Kekerasan Ada di Balik Identitas Seseorang. Ilustrasi: Mardiana |
Wacana identitas memang dapat dipandang sangat luas. Setiap orang
punya asumsi dan interpretasi berbeda-beda dalam memandang persoalan ini. Identitas sebagai
salah satu entitas yang melekat dalam diri manusia merupakan sebuah konsep
untuk membedakan antara satu individu dengan individu lainnya.
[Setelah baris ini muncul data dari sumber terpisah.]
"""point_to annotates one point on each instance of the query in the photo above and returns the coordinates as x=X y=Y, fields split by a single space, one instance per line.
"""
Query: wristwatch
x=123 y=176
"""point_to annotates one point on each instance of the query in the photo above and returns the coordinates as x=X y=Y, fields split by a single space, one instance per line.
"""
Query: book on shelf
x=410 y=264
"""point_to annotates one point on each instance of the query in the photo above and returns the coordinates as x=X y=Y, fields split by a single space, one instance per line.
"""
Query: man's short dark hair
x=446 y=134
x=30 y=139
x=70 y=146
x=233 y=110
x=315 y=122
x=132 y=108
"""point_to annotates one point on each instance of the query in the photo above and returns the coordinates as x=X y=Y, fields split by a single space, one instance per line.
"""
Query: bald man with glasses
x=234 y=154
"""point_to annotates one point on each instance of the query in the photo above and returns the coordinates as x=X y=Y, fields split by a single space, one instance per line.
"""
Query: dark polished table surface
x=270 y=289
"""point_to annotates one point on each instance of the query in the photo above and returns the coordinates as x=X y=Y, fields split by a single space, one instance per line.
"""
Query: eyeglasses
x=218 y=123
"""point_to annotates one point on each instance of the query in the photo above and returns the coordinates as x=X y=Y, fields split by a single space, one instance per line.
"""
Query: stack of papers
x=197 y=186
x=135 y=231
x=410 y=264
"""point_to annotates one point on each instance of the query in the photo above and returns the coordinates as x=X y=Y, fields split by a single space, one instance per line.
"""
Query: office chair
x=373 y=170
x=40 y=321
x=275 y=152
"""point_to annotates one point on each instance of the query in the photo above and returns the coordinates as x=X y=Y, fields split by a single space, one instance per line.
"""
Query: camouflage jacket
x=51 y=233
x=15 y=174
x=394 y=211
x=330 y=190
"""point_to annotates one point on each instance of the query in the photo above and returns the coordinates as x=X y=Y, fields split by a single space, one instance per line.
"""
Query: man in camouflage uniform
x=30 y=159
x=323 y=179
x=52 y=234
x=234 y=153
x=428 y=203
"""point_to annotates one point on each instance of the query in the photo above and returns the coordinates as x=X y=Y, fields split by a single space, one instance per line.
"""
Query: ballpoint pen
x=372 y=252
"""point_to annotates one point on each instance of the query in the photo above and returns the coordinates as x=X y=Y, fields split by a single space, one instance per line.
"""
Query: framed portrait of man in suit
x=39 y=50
Dalam Kamus Besar Bahasa Indonesia (KBBI), identitas
diartikan sebagai ciri khusus seseorang atau jati diri. Identitas dapat
diasosiasikan dengan jati diri seperti kewarganegaraan, suku, ras, agama,
hingga ciri spesifik seseorang.
Identitas sudah ada pada diri seseorang sejak lahir. Menariknya,
identitas disini dapat terus bertambah sesuai dengan lingkungan, pergaulan
hingga pengalaman yang dialami. Kita hari ini adalah kumpulan identitas yang
terakumulasi sejak kita lahir. Sederhanya, ketika lahir paling tidak kita sudah
menyandang beberapa identitas seperti anak keberapa, berkulit putih, dan lain
sebagainya. Hal ini akan terus bertambah
seumur hidup.
Dilain sisi, wacana identitas tak hanya berhenti pada ranah definitif.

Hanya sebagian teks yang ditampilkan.